Bu konuda tarihi belgelere bakmakta yarar var. Belgelere dayanarak, inceleyerek görüş bildirmek, düşünce oluşturmak bilimsellik gereği olup ve bilimsel olana da inanmak gerekir. Dönemin en canlı tanıkları ve öznesinden olan “Molla Mustafa Barzani’nin Anıları” önemli bir kaynak. Yine konuya ilişkin önemli araştırmalar yapan, belgeleri sunan Hüseyin Can’ın “Sovyetler Birliği’nde Kürtler” ile “Stalin ve Kürtler” kitabı önemli kaynak. Gerçeklerin bilinmesi için okunması gereken kaynak. Yine H. Yeşil’in Dönüşüm Yayınları’nda çıkan “Bolşevik bakışla Mahabad Kürt Cumhuriyeti” kitabı da bir başka referanstır. Bu kitaplar okunduğunda, ilgili belgeler araştırılması, incelenmesi sonucunda bir çok yalan yanlış iddialar çürüyecek, “kem söz sahibini yaralar” misali haksız ve yersiz ithamlar yerle bir olacaktır.
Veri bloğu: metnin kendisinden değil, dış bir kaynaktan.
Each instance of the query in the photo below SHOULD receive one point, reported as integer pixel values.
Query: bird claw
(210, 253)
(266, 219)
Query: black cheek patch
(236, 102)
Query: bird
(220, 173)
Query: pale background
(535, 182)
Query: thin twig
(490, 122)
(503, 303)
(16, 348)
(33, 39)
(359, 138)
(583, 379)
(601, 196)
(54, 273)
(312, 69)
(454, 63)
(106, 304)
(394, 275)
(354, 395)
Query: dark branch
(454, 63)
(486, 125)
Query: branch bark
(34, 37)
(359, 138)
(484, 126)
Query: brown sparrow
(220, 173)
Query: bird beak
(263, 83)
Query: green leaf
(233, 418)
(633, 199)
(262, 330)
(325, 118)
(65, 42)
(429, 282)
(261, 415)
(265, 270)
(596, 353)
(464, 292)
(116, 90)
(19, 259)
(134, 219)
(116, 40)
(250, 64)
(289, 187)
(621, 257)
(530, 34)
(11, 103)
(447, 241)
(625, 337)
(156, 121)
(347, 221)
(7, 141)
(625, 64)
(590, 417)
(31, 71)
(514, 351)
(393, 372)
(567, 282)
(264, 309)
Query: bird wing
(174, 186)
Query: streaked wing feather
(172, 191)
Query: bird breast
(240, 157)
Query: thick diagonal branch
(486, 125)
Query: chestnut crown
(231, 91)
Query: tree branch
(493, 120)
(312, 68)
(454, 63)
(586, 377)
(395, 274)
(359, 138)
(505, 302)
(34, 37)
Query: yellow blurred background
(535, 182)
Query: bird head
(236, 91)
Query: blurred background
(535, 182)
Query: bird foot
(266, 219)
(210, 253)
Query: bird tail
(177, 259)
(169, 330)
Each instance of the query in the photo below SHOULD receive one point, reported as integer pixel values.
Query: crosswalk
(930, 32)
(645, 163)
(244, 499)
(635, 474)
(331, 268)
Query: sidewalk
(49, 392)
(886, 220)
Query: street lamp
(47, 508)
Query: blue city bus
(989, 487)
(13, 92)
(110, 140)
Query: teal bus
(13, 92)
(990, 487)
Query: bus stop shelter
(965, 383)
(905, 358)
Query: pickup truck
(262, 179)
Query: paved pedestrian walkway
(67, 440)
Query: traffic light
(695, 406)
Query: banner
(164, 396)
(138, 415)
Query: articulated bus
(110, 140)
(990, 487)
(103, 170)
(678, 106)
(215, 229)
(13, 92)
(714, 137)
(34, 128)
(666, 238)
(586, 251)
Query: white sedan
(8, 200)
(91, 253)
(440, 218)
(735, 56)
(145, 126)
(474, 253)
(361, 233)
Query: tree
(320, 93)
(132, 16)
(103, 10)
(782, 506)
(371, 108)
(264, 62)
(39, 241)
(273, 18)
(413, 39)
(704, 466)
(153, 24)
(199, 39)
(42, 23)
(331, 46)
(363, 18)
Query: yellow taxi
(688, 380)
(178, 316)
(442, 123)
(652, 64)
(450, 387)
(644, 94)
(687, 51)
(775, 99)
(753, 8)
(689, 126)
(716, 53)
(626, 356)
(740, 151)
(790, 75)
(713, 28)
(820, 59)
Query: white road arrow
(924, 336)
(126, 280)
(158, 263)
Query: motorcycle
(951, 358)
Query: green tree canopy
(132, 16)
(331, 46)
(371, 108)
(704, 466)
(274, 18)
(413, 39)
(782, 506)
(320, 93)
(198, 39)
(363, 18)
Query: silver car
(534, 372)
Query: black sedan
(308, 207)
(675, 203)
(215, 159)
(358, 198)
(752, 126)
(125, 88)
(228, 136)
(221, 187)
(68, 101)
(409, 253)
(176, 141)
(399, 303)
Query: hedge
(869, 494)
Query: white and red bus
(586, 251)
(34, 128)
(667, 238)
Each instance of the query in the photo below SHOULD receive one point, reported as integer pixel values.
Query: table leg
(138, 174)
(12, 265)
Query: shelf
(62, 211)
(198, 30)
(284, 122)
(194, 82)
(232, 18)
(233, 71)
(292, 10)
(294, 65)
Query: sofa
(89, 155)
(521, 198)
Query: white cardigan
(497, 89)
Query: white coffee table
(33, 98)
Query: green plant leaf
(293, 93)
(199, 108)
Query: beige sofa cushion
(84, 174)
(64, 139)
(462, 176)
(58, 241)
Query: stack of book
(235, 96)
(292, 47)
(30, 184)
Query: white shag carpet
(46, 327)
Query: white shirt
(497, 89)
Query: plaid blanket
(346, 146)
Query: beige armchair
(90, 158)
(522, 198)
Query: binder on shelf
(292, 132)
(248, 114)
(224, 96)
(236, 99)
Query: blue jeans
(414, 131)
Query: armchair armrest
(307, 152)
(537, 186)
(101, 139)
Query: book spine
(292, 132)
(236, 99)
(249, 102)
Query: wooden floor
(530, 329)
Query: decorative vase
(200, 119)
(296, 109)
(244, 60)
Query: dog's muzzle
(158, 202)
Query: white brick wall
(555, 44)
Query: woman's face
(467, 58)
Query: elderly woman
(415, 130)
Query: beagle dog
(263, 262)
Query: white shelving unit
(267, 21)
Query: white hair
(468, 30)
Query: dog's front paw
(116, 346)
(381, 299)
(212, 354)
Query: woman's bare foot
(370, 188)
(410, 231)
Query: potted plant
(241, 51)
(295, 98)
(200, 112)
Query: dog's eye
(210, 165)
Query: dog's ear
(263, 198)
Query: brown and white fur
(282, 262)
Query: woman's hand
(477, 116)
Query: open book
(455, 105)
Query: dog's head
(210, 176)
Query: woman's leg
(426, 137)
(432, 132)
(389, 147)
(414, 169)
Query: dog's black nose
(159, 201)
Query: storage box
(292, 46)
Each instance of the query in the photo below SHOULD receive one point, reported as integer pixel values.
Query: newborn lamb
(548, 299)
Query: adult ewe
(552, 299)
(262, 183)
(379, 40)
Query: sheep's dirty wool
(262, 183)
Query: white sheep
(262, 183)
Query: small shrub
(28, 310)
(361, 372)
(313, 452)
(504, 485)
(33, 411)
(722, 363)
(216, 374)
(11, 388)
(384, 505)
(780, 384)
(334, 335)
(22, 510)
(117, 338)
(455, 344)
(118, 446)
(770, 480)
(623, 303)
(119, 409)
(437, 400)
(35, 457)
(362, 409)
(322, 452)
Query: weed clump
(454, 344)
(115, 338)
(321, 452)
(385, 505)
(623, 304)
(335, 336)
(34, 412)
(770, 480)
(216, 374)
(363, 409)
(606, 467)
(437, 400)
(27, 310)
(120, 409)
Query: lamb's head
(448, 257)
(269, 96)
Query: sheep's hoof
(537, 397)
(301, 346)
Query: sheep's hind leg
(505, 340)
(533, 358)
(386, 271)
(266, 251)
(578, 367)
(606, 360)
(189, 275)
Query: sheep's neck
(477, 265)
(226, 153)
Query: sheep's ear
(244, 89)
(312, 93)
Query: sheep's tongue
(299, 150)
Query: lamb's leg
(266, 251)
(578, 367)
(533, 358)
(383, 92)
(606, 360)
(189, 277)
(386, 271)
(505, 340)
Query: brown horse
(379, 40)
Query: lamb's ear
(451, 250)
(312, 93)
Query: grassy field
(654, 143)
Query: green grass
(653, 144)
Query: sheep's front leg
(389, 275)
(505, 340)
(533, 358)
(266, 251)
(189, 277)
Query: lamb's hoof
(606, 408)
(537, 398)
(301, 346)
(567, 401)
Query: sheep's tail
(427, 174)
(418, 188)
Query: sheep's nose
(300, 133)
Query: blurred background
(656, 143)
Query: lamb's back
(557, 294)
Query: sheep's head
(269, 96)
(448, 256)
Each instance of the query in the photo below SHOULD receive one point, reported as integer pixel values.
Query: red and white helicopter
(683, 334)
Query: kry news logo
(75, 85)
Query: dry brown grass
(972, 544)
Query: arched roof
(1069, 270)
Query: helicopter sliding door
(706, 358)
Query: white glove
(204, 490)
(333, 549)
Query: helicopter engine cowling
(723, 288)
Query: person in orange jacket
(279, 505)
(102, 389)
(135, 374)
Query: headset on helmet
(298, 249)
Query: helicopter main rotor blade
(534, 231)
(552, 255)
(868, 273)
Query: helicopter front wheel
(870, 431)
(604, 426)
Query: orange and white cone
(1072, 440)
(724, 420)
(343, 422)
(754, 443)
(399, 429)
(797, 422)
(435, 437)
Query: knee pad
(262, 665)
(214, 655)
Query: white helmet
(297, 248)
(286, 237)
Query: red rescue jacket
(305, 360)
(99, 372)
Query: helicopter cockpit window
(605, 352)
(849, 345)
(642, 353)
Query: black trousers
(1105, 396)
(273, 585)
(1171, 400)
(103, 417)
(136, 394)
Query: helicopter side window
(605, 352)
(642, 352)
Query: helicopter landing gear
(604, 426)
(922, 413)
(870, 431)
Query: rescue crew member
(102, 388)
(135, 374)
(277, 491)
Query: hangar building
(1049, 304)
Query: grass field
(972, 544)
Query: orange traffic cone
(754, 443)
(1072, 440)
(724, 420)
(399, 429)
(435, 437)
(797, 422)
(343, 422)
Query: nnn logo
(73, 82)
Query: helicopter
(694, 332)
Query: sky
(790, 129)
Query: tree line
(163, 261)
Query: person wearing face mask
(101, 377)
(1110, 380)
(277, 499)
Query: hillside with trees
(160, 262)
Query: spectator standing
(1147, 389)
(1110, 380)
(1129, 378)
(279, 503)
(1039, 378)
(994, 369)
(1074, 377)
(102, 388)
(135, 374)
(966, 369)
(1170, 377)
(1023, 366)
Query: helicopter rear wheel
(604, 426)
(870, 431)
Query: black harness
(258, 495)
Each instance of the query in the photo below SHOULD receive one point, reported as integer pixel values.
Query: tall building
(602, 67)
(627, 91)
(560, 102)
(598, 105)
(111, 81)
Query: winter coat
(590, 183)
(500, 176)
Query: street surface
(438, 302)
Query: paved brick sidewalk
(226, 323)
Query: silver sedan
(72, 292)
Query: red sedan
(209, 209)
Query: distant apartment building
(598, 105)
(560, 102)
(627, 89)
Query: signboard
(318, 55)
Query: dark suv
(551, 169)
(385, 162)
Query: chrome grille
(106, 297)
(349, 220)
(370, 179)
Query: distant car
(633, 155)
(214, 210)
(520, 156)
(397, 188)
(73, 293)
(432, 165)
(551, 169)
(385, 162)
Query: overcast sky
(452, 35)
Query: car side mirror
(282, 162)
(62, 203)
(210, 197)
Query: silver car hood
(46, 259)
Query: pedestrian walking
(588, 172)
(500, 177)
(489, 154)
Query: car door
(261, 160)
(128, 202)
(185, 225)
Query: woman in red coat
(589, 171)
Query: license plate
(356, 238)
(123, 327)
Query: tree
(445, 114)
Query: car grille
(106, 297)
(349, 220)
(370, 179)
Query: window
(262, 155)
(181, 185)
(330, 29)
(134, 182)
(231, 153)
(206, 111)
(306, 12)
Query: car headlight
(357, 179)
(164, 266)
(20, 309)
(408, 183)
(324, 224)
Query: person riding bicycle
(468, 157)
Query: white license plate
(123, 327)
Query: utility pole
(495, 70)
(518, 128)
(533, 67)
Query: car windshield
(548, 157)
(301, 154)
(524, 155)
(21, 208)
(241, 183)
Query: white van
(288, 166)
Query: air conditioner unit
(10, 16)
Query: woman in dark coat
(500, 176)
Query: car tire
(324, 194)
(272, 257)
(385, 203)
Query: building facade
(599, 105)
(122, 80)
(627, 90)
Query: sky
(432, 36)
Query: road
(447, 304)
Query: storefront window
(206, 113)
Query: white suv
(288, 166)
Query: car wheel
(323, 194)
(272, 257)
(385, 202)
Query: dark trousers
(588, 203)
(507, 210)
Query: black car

Hitler faşizminin yenilgisinden, ikinci dünya savaşının sonunda, büyük anti faşist zaferin ardından, ikinci dünya savaşında 20 milyon insanını kaybetmesinin, Sovyetler yurdunun savaş yıkımının ardından, uluslararası antlaşmanın gereği Kızıl Ordu Sovyet sınırlarının dışından çekilmek zorundaydı. Mehabad Kürt Cumhuriyeti’nin kuruluşuna destek verdi. Direndiği ve kendi güçleriyle kazanımlarını koruduğu sürece destek vereceğini taahhüt etti. Sovyetler Birliği Mahabad Kürt Cumhuriyeti’nin yıkılışını, İran sömürgeci rejiminin saldırısına destek veren olmadı. Molla Mustafa Barzani önderliğinde Sovyetler Birliği’ne tarihte „Kürtlerin Uzun Yürüyüşü” olarak geçen Kürtler’e yurt oldu. Kürt dili ve kültürünün gelişmesi, Kürtlerin kendi statülerini ifade eden yönetimsel temsiliyet ve yetkilerini koruması için benzer halklarla eşit hakları tanıyıp sundu.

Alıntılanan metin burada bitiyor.